In around 5-10 minutes depending on what your stove is set at and the temperature of the water you started with, the water in the base will boil up through the coffee grounds, up through that central spigot, and pour out into the upper chamber. End result: a strong cup of freshly brewed coffee.
Now let’s get back on with the show! Mix the coffee and oats together to make a coffee-oatmeal slurry. The moment I did this I was struck by the curiosity to find out what a bowl of instant oatmeal tastes like when made entirely with fresh coffee instead of water; I will test this idea soon.

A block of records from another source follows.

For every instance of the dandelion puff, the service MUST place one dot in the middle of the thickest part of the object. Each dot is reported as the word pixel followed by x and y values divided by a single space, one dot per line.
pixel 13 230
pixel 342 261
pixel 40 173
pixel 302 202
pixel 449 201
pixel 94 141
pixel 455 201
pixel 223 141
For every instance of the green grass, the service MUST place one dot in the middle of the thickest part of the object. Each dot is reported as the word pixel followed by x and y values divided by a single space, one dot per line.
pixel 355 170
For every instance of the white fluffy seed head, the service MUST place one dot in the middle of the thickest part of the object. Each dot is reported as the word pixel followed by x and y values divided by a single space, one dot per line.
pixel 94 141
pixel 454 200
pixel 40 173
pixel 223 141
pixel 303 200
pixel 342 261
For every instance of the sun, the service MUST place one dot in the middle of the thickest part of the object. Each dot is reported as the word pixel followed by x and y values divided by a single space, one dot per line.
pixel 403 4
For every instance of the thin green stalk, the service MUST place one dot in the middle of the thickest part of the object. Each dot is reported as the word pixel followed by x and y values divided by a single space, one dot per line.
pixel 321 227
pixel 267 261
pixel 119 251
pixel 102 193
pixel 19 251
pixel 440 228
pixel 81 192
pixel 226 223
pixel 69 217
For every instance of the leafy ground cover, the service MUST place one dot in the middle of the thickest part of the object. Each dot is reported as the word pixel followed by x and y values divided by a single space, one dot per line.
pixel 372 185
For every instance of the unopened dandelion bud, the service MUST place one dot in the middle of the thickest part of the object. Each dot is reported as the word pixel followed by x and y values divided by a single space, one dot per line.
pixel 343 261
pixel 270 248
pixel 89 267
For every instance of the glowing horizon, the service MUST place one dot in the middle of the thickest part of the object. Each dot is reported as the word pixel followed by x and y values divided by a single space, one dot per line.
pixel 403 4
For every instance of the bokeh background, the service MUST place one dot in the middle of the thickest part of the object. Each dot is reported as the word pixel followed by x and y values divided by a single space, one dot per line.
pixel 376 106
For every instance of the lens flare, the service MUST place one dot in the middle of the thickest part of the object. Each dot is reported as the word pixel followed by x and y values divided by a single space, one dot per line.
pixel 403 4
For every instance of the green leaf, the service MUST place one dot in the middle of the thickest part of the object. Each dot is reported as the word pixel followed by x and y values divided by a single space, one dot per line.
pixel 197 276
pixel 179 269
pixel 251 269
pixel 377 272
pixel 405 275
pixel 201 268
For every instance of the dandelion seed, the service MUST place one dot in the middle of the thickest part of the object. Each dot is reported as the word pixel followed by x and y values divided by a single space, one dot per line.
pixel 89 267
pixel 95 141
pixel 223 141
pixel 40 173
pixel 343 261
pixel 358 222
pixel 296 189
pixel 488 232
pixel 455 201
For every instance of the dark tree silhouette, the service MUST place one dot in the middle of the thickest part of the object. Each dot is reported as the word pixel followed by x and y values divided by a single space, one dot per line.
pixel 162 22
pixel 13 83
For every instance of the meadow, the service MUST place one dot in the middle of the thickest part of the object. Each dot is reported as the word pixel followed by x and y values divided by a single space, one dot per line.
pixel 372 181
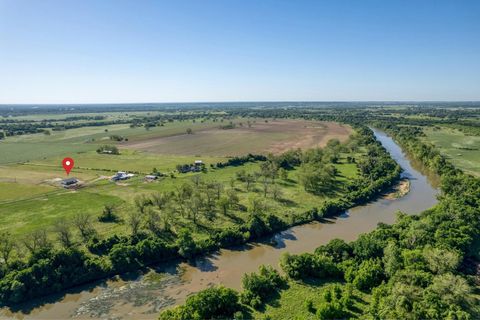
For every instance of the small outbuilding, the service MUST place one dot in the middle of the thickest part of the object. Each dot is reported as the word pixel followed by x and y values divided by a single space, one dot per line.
pixel 69 181
pixel 150 178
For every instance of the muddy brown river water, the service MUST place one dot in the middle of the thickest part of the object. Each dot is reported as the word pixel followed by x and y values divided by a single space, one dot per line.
pixel 142 296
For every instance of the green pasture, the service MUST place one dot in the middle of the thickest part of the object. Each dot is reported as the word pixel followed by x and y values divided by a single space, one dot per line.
pixel 288 305
pixel 28 203
pixel 461 149
pixel 75 141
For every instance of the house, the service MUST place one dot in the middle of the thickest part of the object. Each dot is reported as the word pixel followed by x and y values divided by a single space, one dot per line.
pixel 69 182
pixel 150 178
pixel 122 175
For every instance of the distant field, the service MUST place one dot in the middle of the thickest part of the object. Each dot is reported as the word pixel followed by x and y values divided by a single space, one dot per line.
pixel 274 136
pixel 29 199
pixel 28 205
pixel 463 150
pixel 76 141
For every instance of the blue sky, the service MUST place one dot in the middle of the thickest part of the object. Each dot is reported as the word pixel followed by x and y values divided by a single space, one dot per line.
pixel 238 50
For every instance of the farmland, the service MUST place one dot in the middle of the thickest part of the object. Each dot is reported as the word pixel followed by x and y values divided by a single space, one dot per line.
pixel 463 150
pixel 29 165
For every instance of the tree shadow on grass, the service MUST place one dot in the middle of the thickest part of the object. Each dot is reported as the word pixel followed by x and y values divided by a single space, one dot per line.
pixel 287 202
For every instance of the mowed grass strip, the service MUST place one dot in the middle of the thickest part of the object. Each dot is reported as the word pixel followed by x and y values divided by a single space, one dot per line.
pixel 462 150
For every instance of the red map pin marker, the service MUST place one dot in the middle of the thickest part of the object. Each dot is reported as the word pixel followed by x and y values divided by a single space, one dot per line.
pixel 67 164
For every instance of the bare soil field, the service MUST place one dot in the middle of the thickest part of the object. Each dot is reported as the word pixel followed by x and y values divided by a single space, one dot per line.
pixel 274 136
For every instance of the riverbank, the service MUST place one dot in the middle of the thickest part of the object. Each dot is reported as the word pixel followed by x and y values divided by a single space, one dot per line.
pixel 399 190
pixel 228 265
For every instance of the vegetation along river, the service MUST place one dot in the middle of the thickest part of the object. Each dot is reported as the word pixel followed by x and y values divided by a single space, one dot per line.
pixel 142 296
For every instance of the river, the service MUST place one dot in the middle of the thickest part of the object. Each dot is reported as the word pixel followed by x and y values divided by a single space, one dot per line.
pixel 142 296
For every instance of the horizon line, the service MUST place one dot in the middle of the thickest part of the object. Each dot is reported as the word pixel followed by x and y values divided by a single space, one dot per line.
pixel 239 101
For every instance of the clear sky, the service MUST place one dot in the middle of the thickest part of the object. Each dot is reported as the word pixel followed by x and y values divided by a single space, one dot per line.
pixel 89 51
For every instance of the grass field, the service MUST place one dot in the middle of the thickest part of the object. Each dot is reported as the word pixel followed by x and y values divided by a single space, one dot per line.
pixel 274 136
pixel 462 150
pixel 289 305
pixel 28 204
pixel 30 163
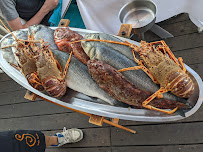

Three tablespoons of butter and nearly a half cup of sugar don’t cream together particularly well with the aid of electricity because there’s just not much for a mixer to work with. You may have to put some old-fashioned arm strength to work here to finish this step off. Alternatively you could very easily double the recipe and that would give the mixer a decent amount of ingredients and give you even more delicious muffins to eat.
The eggs, vanilla, and oatmeal mixture should beat in comparatively easily and the end result will be very moist. Considering the small quantity of ingredients involved here make sure to scrape as much off of whatever you’re using to beat it all together.
The batter will still be fairly moist when you fold in the dry ingredients. Blend everything together just until there’s no more dry powder in the bowl and then gently fold in the chocolate chips.
I found that a level tablespoon was a good measure for 3/4 full in each mini-muffin cup.
Fair warning: they smell amazing when they come out of the oven.
And there you have it; do some laundry and make some fantastic, mocha mini-muffins!
mydearbakes
November 4, 2013 at 2:24 am
Can’t help but LOVED your amazing looking bake! =D
Anonymous
November 24, 2013 at 11:34 pm
I tried using instant espresso combined with hot water. The finished product has a distinct instant coffee taste. Next time I’ll try “real” coffee.
Daniel Gow
November 25, 2013 at 8:27 am
Thanks for letting me know! I’ll post an update to warn people away.